The GIA Museum introduces visitors and students to the vast and vibrant world of gems and jewellery. Exhibits throughout the campus showcase the science and beauty of these objects that we hold precious. Supporting the exhibits is the GIA Collection, which contains a wealth of specimens and objects that highlight the products of the earth’s geological processes, and the expertise of artisans and designers.
Gemstones are beautiful, rare and durable. Throughout human history, they have been coveted as symbols of power and love. Wars have been won and lost in their pursuit. For many, they have magical powers to heal, bring wisdom and ensure prosperity. They can take your breath away.
Gem minerals crystallise from magma deep in the earth’s crust, or in hot solutions moving through rock. Those that grow under the best geological conditions will form magnificent crystals, often colourful and transparent, that are cut into the gemstones we admire in jewellery.

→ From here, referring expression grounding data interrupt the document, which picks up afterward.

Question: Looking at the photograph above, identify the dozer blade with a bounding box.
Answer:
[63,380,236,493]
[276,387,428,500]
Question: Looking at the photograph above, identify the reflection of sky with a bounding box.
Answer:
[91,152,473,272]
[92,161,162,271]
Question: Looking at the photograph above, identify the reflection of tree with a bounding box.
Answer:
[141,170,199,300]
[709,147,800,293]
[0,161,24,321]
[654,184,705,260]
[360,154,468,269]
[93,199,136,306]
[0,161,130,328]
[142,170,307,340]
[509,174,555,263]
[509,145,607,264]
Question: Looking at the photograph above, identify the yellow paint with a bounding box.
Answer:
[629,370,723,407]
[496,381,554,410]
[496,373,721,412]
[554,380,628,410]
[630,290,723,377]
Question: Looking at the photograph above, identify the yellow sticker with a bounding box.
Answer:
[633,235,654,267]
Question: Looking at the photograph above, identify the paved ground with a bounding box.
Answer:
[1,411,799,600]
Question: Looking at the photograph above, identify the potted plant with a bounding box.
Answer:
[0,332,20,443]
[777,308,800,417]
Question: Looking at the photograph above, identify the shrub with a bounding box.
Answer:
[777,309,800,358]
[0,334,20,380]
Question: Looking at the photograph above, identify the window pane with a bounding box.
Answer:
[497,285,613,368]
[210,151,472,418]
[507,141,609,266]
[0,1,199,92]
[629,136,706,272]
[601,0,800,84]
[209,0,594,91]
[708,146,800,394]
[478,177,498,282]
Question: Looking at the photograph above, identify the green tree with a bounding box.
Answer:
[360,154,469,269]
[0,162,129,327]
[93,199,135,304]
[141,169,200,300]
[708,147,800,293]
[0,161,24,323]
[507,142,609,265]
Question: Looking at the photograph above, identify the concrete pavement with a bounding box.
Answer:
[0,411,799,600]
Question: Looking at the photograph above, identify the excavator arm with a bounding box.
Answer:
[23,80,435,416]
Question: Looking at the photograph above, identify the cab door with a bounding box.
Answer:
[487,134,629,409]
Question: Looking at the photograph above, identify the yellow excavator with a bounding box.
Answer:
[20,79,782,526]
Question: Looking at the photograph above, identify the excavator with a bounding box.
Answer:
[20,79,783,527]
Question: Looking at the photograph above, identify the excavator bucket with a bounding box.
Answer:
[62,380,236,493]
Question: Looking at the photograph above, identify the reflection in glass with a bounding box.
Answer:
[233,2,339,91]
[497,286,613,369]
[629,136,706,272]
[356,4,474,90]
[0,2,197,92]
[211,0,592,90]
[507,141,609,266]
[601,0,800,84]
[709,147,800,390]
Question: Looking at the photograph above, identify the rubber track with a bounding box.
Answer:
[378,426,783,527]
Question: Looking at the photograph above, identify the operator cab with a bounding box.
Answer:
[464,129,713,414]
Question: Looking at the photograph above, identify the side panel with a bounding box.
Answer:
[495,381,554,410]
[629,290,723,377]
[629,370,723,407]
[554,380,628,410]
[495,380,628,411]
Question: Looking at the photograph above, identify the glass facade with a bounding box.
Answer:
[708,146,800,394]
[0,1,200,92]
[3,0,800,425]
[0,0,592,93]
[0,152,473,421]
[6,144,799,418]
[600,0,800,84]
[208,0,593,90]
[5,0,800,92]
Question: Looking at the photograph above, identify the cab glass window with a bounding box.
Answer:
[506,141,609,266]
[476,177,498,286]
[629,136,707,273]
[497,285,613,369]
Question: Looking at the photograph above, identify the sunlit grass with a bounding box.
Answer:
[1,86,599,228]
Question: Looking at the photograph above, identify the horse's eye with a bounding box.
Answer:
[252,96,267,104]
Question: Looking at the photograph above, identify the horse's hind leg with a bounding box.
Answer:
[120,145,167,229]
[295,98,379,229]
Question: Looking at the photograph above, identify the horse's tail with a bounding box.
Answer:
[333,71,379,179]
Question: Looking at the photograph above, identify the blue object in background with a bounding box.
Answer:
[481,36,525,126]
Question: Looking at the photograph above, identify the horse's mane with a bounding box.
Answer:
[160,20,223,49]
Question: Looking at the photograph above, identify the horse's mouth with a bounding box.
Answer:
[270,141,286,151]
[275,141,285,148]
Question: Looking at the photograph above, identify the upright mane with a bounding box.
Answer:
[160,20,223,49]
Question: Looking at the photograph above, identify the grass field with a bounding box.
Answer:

To reach these special crystals, miners often tunnel deeply through extraordinarily hard rock. Erosion may move the crystals from their primary source to another location, such as downstream in a riverbed, where they are found mixed with sand and gravel. Nothing compares to the excitement of seeing that first crystal in a cave of crystals, or that first bright pebble in a stream.
In this gallery, we explore the origins of gem minerals from several key gem-producing areas. Welcome to our world.